Ham Hall was once the place for touring arts companies, but the Smith Center’s arrival has shifted performers from UNLV to the Downtown venue. In addition to the Phil and NBT, the Smith Center now boasts Yo-Yo Ma, Joshua Bell, the Assad Brothers, Linda Eder, Savion Glover, Chick Corea, Itzhak Perlman and Sweet Honey in the Rock on its calendar—all of whom have appeared at UNLV.

The university didn’t respond to our questions regarding the Smith Center’s impact on its performing arts schedule.

Resident companies tout the benefits of Reynolds Hall—acoustics for the Philharmonic, increased stage space for the ballet—along with the venue’s higher profile, which has resulted in increased ticket sales. But unlike touring groups, they rent the venue for their performances. The Smith Center agreed to give both companies the same rate they had at UNLV, but only for the first two years, which means next year, prices go up.

The Philharmonic, which has already raised some ticket prices to account for box-office fees, says it hasn’t determined if it will do so again next season in response to those increased costs. Much like the Smith Center, the nonprofit has its own financial calculating to do: Ticket-sale revenue generates only 40 percent of the cost of each performance, which can run from $75,000 to $125,000. That means 60 percent must be financed through fundraising and sponsorships. “It is a balancing act to have the best programs and artists possible at a price we can afford without compromising quality,” says Jeri Crawford, Las Vegas Philharmonic president and CEO.

Nevada Ballet raised its ticket prices when it left UNLV to perform at Paris Las Vegas and then raised them again when it settled into the Smith Center. The company says it will review prices on an annual basis, and that ticket sales were up at its two Smith Center concerts—by 42 percent for Jewels and 13 percent for The Nutcracker.
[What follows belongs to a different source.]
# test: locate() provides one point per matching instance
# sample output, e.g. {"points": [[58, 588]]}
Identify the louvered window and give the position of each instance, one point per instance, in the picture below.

The Philharmonic’s first two performances at the Smith Center sold out, but ticket sales have leveled off since, even though the organization’s subscriber base is up as much as 20 percent. The company’s search for a new conductor, meanwhile, has surely been helped by the new venue, as guest conductors consider the chance to perform in Reynolds Hall.

While the Philharmonic has realized that classical musical audiences can be stretched pretty thin (two classical music touring performances were scheduled during the same week of a Philharmonic concert this past year), Nevada Ballet has wrapped performances by the Joffrey Ballet and New York City Ballet into its subscription series, and representatives say that touring dance companies stopping at the Smith Center benefit NBT. “Any time that an outside ballet or dance company performs in Las Vegas, it brings additional awareness to the art form, as well as provides a unique opportunity for education and outreach,” the organization said in a prepared statement.

Both companies have yet to complete a full season at the Smith Center, so final assessments haven’t been made in terms of impact. “It remains to be seen whether performing in a new, state-of-the-art facility will be viewed as more attractive to those interested in providing funding for dance,” NBT said. –K.P.